In trace_shader_core_ctx::init_warps, we have

void trace_shader_core_ctx::init_warps(unsigned cta_id, unsigned start_thread,
                                       unsigned end_thread, unsigned ctaid,
                                       int cta_size, kernel_info_t &kernel) {
  // call base class
  shader_core_ctx::init_warps(cta_id, start_thread, end_thread, ctaid, cta_size,
                              kernel);

  // then init traces
  unsigned start_warp = start_thread / m_config->warp_size;
  unsigned end_warp = end_thread / m_config->warp_size +
                      ((end_thread % m_config->warp_size) ? 1 : 0);

  init_traces(start_warp, end_warp, kernel);
}
  

It compute the start hardware warp and end hardware warp of the CTA, and call the trace_shader_core_ctx::init_traces()

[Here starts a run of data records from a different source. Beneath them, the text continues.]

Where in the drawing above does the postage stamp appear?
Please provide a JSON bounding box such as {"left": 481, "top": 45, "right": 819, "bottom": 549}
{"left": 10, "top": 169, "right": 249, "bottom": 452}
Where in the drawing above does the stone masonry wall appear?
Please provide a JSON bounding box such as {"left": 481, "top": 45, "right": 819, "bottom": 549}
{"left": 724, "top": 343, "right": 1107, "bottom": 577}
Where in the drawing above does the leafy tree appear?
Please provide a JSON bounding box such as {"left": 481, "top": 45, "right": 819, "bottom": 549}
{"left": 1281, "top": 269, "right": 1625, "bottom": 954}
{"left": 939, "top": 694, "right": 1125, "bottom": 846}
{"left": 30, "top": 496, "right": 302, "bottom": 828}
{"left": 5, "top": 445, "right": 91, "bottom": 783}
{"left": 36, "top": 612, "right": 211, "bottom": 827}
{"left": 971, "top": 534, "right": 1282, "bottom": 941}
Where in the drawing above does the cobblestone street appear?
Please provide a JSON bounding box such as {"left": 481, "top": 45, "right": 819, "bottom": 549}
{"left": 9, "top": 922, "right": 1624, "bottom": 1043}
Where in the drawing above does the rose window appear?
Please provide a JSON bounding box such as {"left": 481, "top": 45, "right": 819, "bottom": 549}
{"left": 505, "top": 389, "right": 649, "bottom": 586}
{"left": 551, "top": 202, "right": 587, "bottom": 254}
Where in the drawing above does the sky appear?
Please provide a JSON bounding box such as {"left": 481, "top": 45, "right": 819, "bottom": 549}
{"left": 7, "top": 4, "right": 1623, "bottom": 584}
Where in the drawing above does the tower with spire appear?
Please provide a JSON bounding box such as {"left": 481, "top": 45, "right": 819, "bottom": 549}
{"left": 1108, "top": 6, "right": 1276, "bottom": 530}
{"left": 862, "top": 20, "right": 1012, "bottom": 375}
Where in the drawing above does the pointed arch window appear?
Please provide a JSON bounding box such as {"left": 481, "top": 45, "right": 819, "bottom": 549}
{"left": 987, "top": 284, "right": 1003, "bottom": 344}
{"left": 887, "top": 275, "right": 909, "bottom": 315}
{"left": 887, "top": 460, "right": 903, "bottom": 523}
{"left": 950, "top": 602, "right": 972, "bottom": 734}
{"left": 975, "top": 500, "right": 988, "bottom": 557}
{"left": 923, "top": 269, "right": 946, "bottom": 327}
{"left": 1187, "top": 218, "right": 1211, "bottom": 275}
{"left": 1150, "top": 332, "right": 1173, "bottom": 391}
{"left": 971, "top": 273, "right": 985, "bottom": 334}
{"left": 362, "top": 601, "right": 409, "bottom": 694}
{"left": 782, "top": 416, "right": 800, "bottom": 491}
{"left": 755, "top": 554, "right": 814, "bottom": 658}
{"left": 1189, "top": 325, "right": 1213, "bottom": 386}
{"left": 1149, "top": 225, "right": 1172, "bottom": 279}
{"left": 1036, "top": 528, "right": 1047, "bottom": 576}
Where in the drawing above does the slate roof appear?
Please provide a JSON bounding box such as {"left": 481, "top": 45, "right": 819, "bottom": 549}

trace_shader_core_ctx::init_traces()

void trace_shader_core_ctx::init_traces(unsigned start_warp, unsigned end_warp,
                                        kernel_info_t &kernel) {
	
  // create the vector of vector of instructions
  // currently, it is empty. Its entries will be the warp_traces member in each trace_shf_warp_t
  // They will be added to the list in the following loop
  std::vector<std::vector<inst_trace_t> *> threadblock_traces;
  
  // this locates the warps used for this kernel (I guess)
  for (unsigned i = start_warp; i < end_warp; ++i) {
    // simple reinterpretation
    trace_shd_warp_t *m_trace_warp = static_cast<trace_shd_warp_t *>(m_warp[i]);
    // clear the warp
    m_trace_warp->clear();
    // the threadblock_traces is composed of the warp_traces member in each trace_shf_warp_t
    threadblock_traces.push_back(&(m_trace_warp->warp_traces));
  }
  // cast input kernel into into trace_kernel_info_t
  trace_kernel_info_t &trace_kernel =
      static_cast<trace_kernel_info_t &>(kernel);
  // fill the threadblock_traces with the with the traces from file
  trace_kernel.get_next_threadblock_traces(threadblock_traces);
  // Something else
}
  

The trace_shd_warp_ts are the hardware warps. They have a vector trace_shd_warp_t::warp_trace to store the traces of the warp. The warp_trace of the hardware warps assigned to the thread block are collected into a vector, which is the input of the trace_kernel_info_t. At last, the trace_kernel_info_t::get_next_threadblock_trace() is involked to fill the container.